The software bugs are another matter entirely. Supposedly, medical device manufacturers, and software correctness people, have all been thoroughly indoctrinated in the history of Therac-25, a radiation machine from the mid-80’s whose poor software engineering (and user interface design) directly led to several deaths. This article seems to indicate that those lessons were never properly absorbed.

What’s perhaps even more disturbing is that nobody seems to have been deeply bothered when the radiation planning software crashed on them! Did it save their work? Maybe you should double check? Ultimately, the radiation machine just does what it’s told, and the software than plans out the precise dosing pattern is responsible for getting it right. Well, if that software is unreliable (which the article clearly indicates), you shouldn’t use it again until it’s fixed!

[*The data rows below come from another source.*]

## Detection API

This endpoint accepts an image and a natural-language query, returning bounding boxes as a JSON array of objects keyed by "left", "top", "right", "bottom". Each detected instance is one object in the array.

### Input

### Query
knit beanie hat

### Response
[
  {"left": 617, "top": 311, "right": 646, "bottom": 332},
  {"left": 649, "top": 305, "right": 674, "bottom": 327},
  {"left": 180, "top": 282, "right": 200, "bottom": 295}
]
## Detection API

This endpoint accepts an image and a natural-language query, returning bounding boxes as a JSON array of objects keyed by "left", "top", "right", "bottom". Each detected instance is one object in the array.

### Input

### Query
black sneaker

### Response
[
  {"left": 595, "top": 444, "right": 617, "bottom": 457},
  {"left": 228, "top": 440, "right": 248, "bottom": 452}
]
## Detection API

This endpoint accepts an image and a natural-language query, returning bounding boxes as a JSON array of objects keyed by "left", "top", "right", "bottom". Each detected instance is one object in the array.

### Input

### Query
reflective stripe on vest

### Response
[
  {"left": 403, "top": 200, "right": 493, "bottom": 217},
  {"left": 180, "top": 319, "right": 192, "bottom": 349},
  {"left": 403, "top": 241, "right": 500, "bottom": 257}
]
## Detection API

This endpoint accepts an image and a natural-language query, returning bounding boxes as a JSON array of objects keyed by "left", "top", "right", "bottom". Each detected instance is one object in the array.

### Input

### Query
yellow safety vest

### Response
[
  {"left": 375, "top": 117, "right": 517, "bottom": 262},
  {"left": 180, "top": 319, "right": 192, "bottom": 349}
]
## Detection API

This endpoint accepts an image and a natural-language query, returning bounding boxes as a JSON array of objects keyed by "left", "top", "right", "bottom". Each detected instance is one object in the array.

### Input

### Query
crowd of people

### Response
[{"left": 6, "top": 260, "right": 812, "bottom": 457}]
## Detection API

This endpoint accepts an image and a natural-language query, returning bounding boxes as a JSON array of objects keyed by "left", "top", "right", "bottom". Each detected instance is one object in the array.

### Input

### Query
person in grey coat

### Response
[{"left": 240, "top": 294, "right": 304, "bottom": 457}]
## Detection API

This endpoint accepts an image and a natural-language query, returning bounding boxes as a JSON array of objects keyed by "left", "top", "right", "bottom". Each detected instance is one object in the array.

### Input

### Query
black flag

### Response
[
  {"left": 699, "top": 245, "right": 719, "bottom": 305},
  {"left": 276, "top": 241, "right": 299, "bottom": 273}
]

What I’d like to know more about, and which the article didn’t discuss at all, is what engineering processes, third-party review processes, and certification processes were used. If there’s anything we’ve learned about voting systems, it’s that the federal and state certification processes were not up to the task of identifying security vulnerabilities, and that the vendors had demonstrably never intended their software to resist the sorts of the attacks that you would expect on an election system. Instead, we’re told that we can rely on poll workers following procedures correctly. Which, of course, is exactly what the article indicates is standard practice for these medical devices. We’re relying on the device operators to do the right thing, even when the software is crashing on them, and that’s clearly inappropriate.

Writing “correct” software, and further ensuring that it’s usable, is a daunting problem. In the voting case, we can at least come up with procedures based on auditing paper ballots, or using various cryptographic techniques, that allow us to detect and correct flaws in the software (although getting such procedures adopted is a daunting problem in its own right, but that’s a story for another day). In the aviation case, which I admit to not knowing much about, I do know they put in sanity-checking software, that will detect when the the more detailed algorithms are asking for something insane and will override it. For medical devices like radiation machines, we clearly need a similar combination of mechanisms, both to ensure that operators don’t make avoidable mistakes, and to ensure that the software they’re using is engineered properly.